Dabei geht der teils reißerische Umgang der Medien mit EINZELNEN Todesfällen, die auf den ersten Blick nicht den bislang statistisch festgestellten Risikogruppen zuzuordnen sind, für mich gar nicht (s. nur hier und hier). Diesem – die niedrigsten Instinkte ansprechenden – „Journalimus“ sollten die Verantwortlichen in Politik und Medizin pausenlos statistisch sauber erhobene Daten entgegenhalten. Alleine dadurch dürfte sich die Situation entspannen (und man auch klarer begründen können, wann man wieder zu „normalen“ Umständen zurückkehren kann und will).
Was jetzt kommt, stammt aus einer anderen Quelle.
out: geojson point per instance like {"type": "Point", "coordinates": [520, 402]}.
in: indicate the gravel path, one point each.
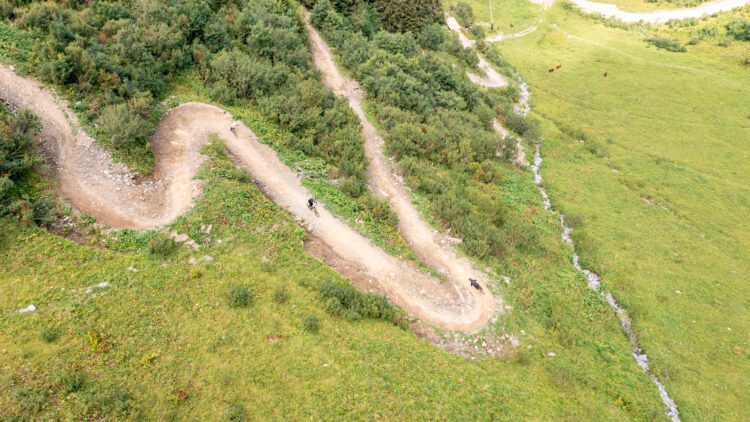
{"type": "Point", "coordinates": [94, 184]}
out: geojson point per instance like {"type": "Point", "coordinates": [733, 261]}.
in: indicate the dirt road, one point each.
{"type": "Point", "coordinates": [660, 16]}
{"type": "Point", "coordinates": [492, 78]}
{"type": "Point", "coordinates": [94, 184]}
{"type": "Point", "coordinates": [434, 249]}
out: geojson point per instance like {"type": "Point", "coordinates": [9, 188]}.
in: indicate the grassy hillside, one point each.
{"type": "Point", "coordinates": [162, 341]}
{"type": "Point", "coordinates": [127, 327]}
{"type": "Point", "coordinates": [650, 163]}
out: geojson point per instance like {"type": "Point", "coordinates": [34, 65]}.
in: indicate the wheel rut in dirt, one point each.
{"type": "Point", "coordinates": [92, 183]}
{"type": "Point", "coordinates": [429, 245]}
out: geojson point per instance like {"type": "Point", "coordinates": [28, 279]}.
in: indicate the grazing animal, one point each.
{"type": "Point", "coordinates": [476, 285]}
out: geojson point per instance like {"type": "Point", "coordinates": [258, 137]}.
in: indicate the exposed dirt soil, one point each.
{"type": "Point", "coordinates": [433, 248]}
{"type": "Point", "coordinates": [94, 184]}
{"type": "Point", "coordinates": [660, 16]}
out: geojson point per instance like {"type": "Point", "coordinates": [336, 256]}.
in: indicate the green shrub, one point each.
{"type": "Point", "coordinates": [464, 14]}
{"type": "Point", "coordinates": [310, 324]}
{"type": "Point", "coordinates": [31, 399]}
{"type": "Point", "coordinates": [123, 126]}
{"type": "Point", "coordinates": [73, 382]}
{"type": "Point", "coordinates": [116, 402]}
{"type": "Point", "coordinates": [280, 295]}
{"type": "Point", "coordinates": [239, 296]}
{"type": "Point", "coordinates": [739, 29]}
{"type": "Point", "coordinates": [346, 301]}
{"type": "Point", "coordinates": [477, 32]}
{"type": "Point", "coordinates": [43, 211]}
{"type": "Point", "coordinates": [236, 413]}
{"type": "Point", "coordinates": [162, 246]}
{"type": "Point", "coordinates": [667, 44]}
{"type": "Point", "coordinates": [50, 335]}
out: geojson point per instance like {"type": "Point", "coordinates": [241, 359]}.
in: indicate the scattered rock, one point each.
{"type": "Point", "coordinates": [30, 308]}
{"type": "Point", "coordinates": [179, 238]}
{"type": "Point", "coordinates": [205, 258]}
{"type": "Point", "coordinates": [184, 238]}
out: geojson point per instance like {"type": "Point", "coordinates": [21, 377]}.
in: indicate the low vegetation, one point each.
{"type": "Point", "coordinates": [437, 124]}
{"type": "Point", "coordinates": [667, 44]}
{"type": "Point", "coordinates": [655, 183]}
{"type": "Point", "coordinates": [19, 156]}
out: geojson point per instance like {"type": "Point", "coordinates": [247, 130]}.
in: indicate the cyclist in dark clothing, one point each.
{"type": "Point", "coordinates": [475, 285]}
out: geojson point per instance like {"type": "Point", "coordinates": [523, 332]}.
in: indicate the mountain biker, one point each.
{"type": "Point", "coordinates": [311, 205]}
{"type": "Point", "coordinates": [475, 285]}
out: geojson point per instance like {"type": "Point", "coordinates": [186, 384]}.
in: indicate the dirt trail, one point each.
{"type": "Point", "coordinates": [94, 184]}
{"type": "Point", "coordinates": [493, 79]}
{"type": "Point", "coordinates": [660, 16]}
{"type": "Point", "coordinates": [434, 249]}
{"type": "Point", "coordinates": [514, 35]}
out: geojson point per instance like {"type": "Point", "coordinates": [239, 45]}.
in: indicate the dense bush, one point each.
{"type": "Point", "coordinates": [345, 301]}
{"type": "Point", "coordinates": [119, 56]}
{"type": "Point", "coordinates": [239, 296]}
{"type": "Point", "coordinates": [280, 295]}
{"type": "Point", "coordinates": [437, 124]}
{"type": "Point", "coordinates": [464, 14]}
{"type": "Point", "coordinates": [667, 44]}
{"type": "Point", "coordinates": [310, 324]}
{"type": "Point", "coordinates": [739, 29]}
{"type": "Point", "coordinates": [73, 382]}
{"type": "Point", "coordinates": [18, 157]}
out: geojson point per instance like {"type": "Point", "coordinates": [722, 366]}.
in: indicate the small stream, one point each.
{"type": "Point", "coordinates": [595, 282]}
{"type": "Point", "coordinates": [593, 279]}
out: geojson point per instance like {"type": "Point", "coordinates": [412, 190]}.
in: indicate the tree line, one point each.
{"type": "Point", "coordinates": [435, 121]}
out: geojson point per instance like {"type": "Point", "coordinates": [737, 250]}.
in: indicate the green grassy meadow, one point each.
{"type": "Point", "coordinates": [650, 163]}
{"type": "Point", "coordinates": [162, 341]}
{"type": "Point", "coordinates": [521, 14]}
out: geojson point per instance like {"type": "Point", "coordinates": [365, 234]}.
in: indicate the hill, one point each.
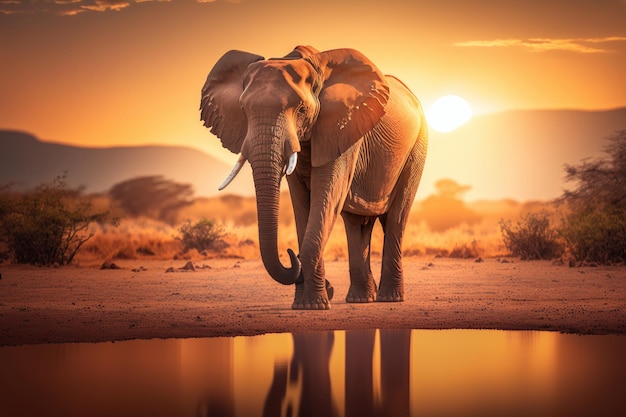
{"type": "Point", "coordinates": [26, 161]}
{"type": "Point", "coordinates": [510, 155]}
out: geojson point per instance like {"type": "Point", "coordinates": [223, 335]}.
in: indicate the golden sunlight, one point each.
{"type": "Point", "coordinates": [448, 113]}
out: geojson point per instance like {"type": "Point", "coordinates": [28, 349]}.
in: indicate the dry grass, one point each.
{"type": "Point", "coordinates": [149, 239]}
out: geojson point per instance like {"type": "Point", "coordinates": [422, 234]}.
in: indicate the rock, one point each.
{"type": "Point", "coordinates": [188, 267]}
{"type": "Point", "coordinates": [109, 265]}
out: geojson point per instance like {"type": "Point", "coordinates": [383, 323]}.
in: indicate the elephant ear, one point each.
{"type": "Point", "coordinates": [219, 105]}
{"type": "Point", "coordinates": [352, 101]}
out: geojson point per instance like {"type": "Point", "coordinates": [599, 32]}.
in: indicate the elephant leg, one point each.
{"type": "Point", "coordinates": [329, 188]}
{"type": "Point", "coordinates": [394, 222]}
{"type": "Point", "coordinates": [359, 235]}
{"type": "Point", "coordinates": [301, 201]}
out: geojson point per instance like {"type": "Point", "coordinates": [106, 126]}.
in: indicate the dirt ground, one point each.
{"type": "Point", "coordinates": [229, 297]}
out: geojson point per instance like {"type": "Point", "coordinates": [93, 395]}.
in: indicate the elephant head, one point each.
{"type": "Point", "coordinates": [268, 111]}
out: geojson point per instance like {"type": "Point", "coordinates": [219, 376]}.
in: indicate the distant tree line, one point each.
{"type": "Point", "coordinates": [592, 228]}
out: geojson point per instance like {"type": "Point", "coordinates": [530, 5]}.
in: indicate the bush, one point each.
{"type": "Point", "coordinates": [595, 228]}
{"type": "Point", "coordinates": [202, 235]}
{"type": "Point", "coordinates": [532, 238]}
{"type": "Point", "coordinates": [596, 235]}
{"type": "Point", "coordinates": [47, 226]}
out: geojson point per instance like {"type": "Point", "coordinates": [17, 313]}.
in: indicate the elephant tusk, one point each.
{"type": "Point", "coordinates": [293, 160]}
{"type": "Point", "coordinates": [233, 173]}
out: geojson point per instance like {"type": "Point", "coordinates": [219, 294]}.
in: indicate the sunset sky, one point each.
{"type": "Point", "coordinates": [126, 72]}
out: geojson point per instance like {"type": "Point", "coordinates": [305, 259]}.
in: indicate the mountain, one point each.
{"type": "Point", "coordinates": [26, 161]}
{"type": "Point", "coordinates": [518, 154]}
{"type": "Point", "coordinates": [514, 154]}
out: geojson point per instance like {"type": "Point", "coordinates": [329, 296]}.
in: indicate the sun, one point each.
{"type": "Point", "coordinates": [448, 113]}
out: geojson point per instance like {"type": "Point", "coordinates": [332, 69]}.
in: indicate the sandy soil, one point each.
{"type": "Point", "coordinates": [229, 297]}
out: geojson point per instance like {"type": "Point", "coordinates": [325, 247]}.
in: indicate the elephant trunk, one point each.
{"type": "Point", "coordinates": [267, 168]}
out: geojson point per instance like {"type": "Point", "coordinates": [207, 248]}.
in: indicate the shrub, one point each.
{"type": "Point", "coordinates": [595, 228]}
{"type": "Point", "coordinates": [596, 235]}
{"type": "Point", "coordinates": [47, 226]}
{"type": "Point", "coordinates": [532, 238]}
{"type": "Point", "coordinates": [154, 196]}
{"type": "Point", "coordinates": [202, 235]}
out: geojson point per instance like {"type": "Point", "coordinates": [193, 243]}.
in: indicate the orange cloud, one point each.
{"type": "Point", "coordinates": [74, 7]}
{"type": "Point", "coordinates": [580, 45]}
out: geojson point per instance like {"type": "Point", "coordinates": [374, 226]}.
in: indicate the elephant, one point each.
{"type": "Point", "coordinates": [349, 139]}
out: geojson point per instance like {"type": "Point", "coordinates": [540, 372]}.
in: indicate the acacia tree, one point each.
{"type": "Point", "coordinates": [48, 225]}
{"type": "Point", "coordinates": [152, 196]}
{"type": "Point", "coordinates": [595, 227]}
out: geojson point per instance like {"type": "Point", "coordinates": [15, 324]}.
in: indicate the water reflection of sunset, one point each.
{"type": "Point", "coordinates": [341, 373]}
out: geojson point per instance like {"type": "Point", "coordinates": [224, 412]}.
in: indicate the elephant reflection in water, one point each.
{"type": "Point", "coordinates": [303, 387]}
{"type": "Point", "coordinates": [361, 398]}
{"type": "Point", "coordinates": [307, 378]}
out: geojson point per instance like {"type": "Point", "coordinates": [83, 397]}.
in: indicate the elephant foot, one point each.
{"type": "Point", "coordinates": [390, 296]}
{"type": "Point", "coordinates": [356, 295]}
{"type": "Point", "coordinates": [314, 301]}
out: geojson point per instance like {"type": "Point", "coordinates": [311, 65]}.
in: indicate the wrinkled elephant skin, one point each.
{"type": "Point", "coordinates": [351, 140]}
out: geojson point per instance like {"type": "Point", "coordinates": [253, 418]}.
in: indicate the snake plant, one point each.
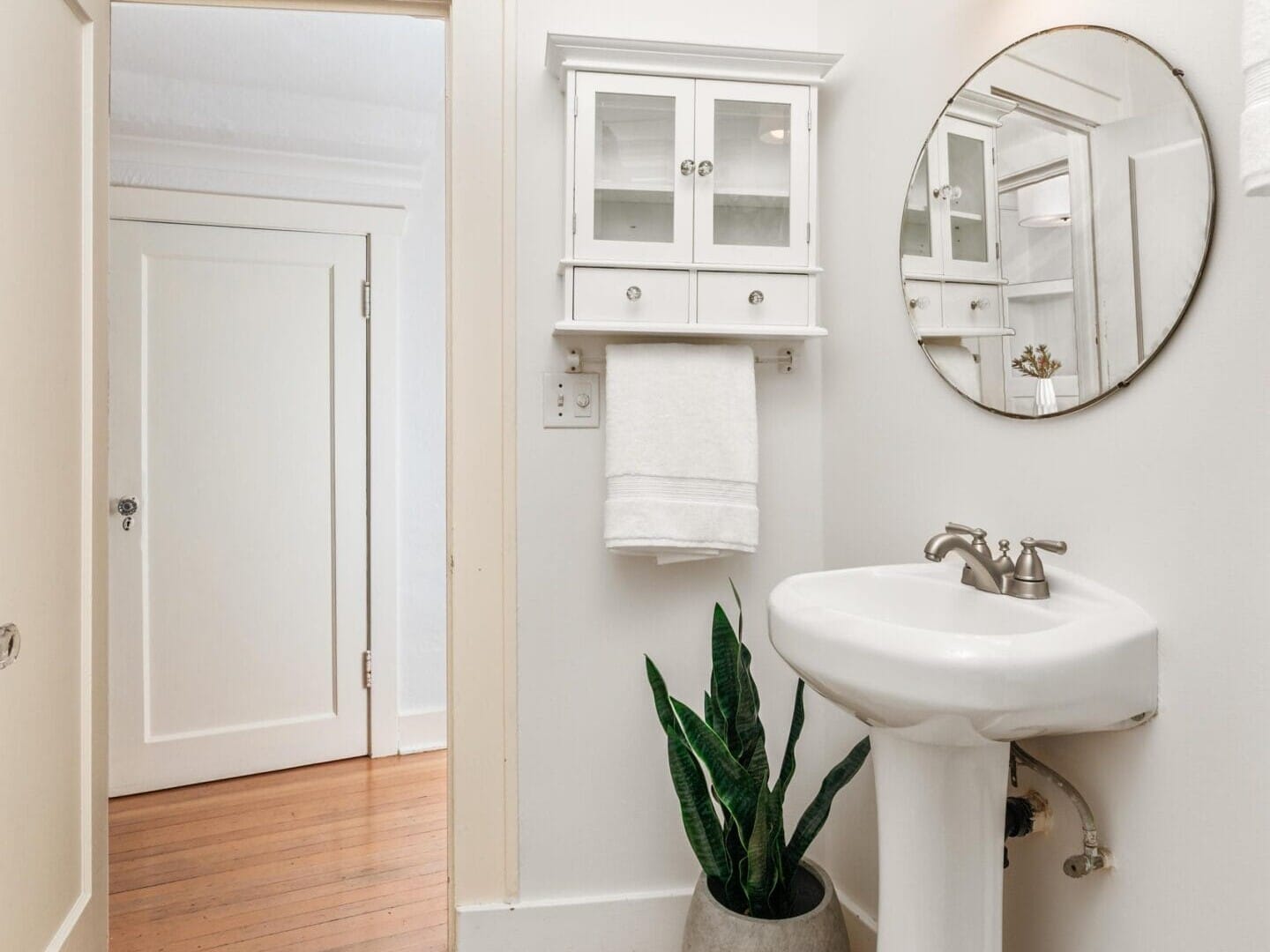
{"type": "Point", "coordinates": [742, 845]}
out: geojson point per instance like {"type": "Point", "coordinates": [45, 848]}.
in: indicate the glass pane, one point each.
{"type": "Point", "coordinates": [915, 235]}
{"type": "Point", "coordinates": [634, 167]}
{"type": "Point", "coordinates": [752, 175]}
{"type": "Point", "coordinates": [967, 201]}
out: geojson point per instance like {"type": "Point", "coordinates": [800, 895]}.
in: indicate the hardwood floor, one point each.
{"type": "Point", "coordinates": [342, 856]}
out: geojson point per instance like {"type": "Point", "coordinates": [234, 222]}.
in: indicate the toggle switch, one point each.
{"type": "Point", "coordinates": [571, 400]}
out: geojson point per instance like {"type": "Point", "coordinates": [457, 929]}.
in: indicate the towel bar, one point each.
{"type": "Point", "coordinates": [784, 361]}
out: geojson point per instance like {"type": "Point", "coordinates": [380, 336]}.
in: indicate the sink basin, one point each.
{"type": "Point", "coordinates": [945, 677]}
{"type": "Point", "coordinates": [908, 645]}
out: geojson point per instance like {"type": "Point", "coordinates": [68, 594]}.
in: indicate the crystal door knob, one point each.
{"type": "Point", "coordinates": [127, 507]}
{"type": "Point", "coordinates": [11, 643]}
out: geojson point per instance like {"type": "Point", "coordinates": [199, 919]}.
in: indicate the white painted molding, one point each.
{"type": "Point", "coordinates": [653, 57]}
{"type": "Point", "coordinates": [131, 152]}
{"type": "Point", "coordinates": [983, 108]}
{"type": "Point", "coordinates": [641, 922]}
{"type": "Point", "coordinates": [70, 923]}
{"type": "Point", "coordinates": [651, 922]}
{"type": "Point", "coordinates": [422, 730]}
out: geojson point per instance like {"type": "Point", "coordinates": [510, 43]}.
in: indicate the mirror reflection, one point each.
{"type": "Point", "coordinates": [1057, 221]}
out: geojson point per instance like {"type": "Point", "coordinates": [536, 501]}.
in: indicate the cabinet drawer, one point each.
{"type": "Point", "coordinates": [741, 300]}
{"type": "Point", "coordinates": [972, 305]}
{"type": "Point", "coordinates": [629, 294]}
{"type": "Point", "coordinates": [925, 302]}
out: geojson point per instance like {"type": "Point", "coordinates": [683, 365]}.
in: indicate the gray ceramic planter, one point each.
{"type": "Point", "coordinates": [713, 928]}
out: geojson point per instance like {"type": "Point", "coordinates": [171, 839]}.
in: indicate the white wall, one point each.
{"type": "Point", "coordinates": [324, 107]}
{"type": "Point", "coordinates": [597, 813]}
{"type": "Point", "coordinates": [1160, 490]}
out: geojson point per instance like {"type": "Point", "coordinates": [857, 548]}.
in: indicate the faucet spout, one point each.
{"type": "Point", "coordinates": [986, 576]}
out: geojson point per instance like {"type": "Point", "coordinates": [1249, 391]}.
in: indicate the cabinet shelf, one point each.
{"type": "Point", "coordinates": [767, 331]}
{"type": "Point", "coordinates": [1039, 290]}
{"type": "Point", "coordinates": [947, 333]}
{"type": "Point", "coordinates": [686, 267]}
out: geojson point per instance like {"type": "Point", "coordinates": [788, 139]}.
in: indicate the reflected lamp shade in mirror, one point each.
{"type": "Point", "coordinates": [1045, 205]}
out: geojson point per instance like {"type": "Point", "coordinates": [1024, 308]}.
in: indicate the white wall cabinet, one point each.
{"type": "Point", "coordinates": [690, 188]}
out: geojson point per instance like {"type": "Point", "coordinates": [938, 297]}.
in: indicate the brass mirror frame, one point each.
{"type": "Point", "coordinates": [1211, 225]}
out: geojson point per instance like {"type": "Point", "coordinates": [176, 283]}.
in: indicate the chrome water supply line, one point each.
{"type": "Point", "coordinates": [1094, 856]}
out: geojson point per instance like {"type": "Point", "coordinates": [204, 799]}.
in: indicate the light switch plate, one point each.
{"type": "Point", "coordinates": [571, 400]}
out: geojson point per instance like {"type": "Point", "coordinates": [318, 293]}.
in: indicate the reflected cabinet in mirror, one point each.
{"type": "Point", "coordinates": [1057, 221]}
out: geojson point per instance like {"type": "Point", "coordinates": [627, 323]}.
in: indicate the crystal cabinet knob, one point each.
{"type": "Point", "coordinates": [11, 643]}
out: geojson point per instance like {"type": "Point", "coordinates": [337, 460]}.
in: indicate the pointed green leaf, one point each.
{"type": "Point", "coordinates": [818, 811]}
{"type": "Point", "coordinates": [762, 857]}
{"type": "Point", "coordinates": [736, 788]}
{"type": "Point", "coordinates": [700, 822]}
{"type": "Point", "coordinates": [788, 762]}
{"type": "Point", "coordinates": [750, 729]}
{"type": "Point", "coordinates": [724, 652]}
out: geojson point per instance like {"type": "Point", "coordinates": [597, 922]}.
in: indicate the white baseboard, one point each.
{"type": "Point", "coordinates": [422, 730]}
{"type": "Point", "coordinates": [651, 922]}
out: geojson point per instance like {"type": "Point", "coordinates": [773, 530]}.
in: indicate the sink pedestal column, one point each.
{"type": "Point", "coordinates": [941, 813]}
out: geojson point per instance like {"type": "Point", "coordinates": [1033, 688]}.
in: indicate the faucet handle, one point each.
{"type": "Point", "coordinates": [1029, 579]}
{"type": "Point", "coordinates": [1048, 545]}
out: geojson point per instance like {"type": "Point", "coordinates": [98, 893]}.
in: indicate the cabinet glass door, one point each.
{"type": "Point", "coordinates": [968, 195]}
{"type": "Point", "coordinates": [918, 239]}
{"type": "Point", "coordinates": [634, 169]}
{"type": "Point", "coordinates": [753, 173]}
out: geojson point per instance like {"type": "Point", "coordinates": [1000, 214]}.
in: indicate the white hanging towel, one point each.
{"type": "Point", "coordinates": [681, 449]}
{"type": "Point", "coordinates": [1255, 133]}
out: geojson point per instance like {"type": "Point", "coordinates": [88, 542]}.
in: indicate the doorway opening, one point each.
{"type": "Point", "coordinates": [277, 472]}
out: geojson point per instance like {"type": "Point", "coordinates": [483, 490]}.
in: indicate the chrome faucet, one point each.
{"type": "Point", "coordinates": [1000, 576]}
{"type": "Point", "coordinates": [981, 570]}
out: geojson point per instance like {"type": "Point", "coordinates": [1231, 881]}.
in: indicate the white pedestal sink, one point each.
{"type": "Point", "coordinates": [946, 675]}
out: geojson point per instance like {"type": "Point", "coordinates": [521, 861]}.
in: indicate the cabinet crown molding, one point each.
{"type": "Point", "coordinates": [655, 57]}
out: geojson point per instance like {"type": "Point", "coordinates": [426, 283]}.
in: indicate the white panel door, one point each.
{"type": "Point", "coordinates": [634, 167]}
{"type": "Point", "coordinates": [48, 79]}
{"type": "Point", "coordinates": [753, 175]}
{"type": "Point", "coordinates": [238, 423]}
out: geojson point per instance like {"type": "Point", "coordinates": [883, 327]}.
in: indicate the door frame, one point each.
{"type": "Point", "coordinates": [481, 437]}
{"type": "Point", "coordinates": [383, 227]}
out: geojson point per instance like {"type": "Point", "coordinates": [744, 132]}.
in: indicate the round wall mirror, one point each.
{"type": "Point", "coordinates": [1057, 221]}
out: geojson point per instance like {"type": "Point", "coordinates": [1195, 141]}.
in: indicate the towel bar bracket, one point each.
{"type": "Point", "coordinates": [782, 360]}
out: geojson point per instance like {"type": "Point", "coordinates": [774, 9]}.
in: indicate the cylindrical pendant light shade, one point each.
{"type": "Point", "coordinates": [1045, 205]}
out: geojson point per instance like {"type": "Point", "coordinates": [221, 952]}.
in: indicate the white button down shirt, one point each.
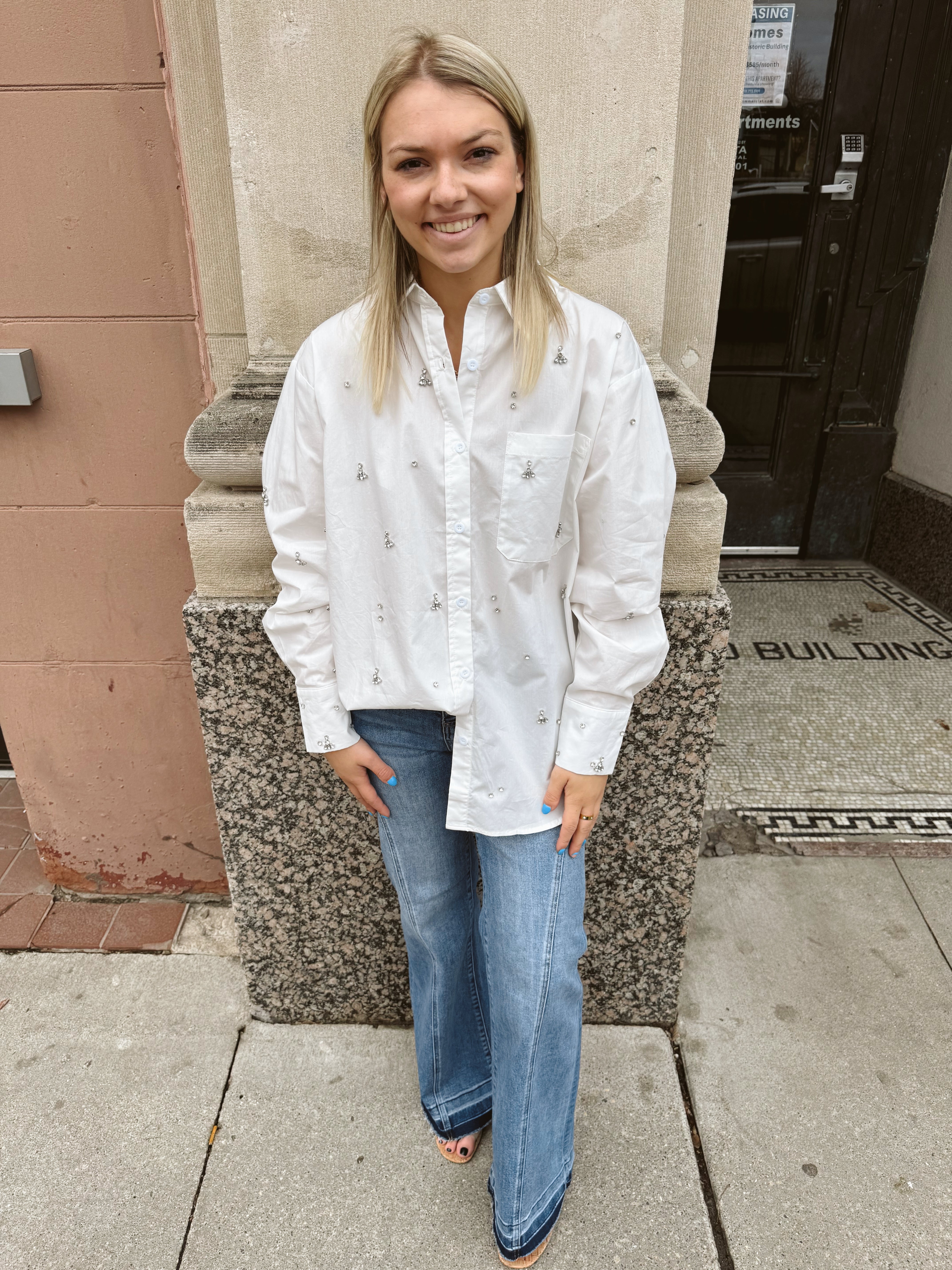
{"type": "Point", "coordinates": [473, 551]}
Also, GEBT GAS, JUNGS UND MÄDELS DER STATISTIK!

P.S.: Zum Schluss von dieser Stelle ein dickes Dankeschön an Schatzi – die mir mit diesem Blog ja (schon aus Eigenschutz) das „therapeutische Schreiben“ ermöglicht: Du hast mir bei den Arbeiten zu diesem Post zu Recht den Kopf ziemlich gerade gerückt. Danke dafür!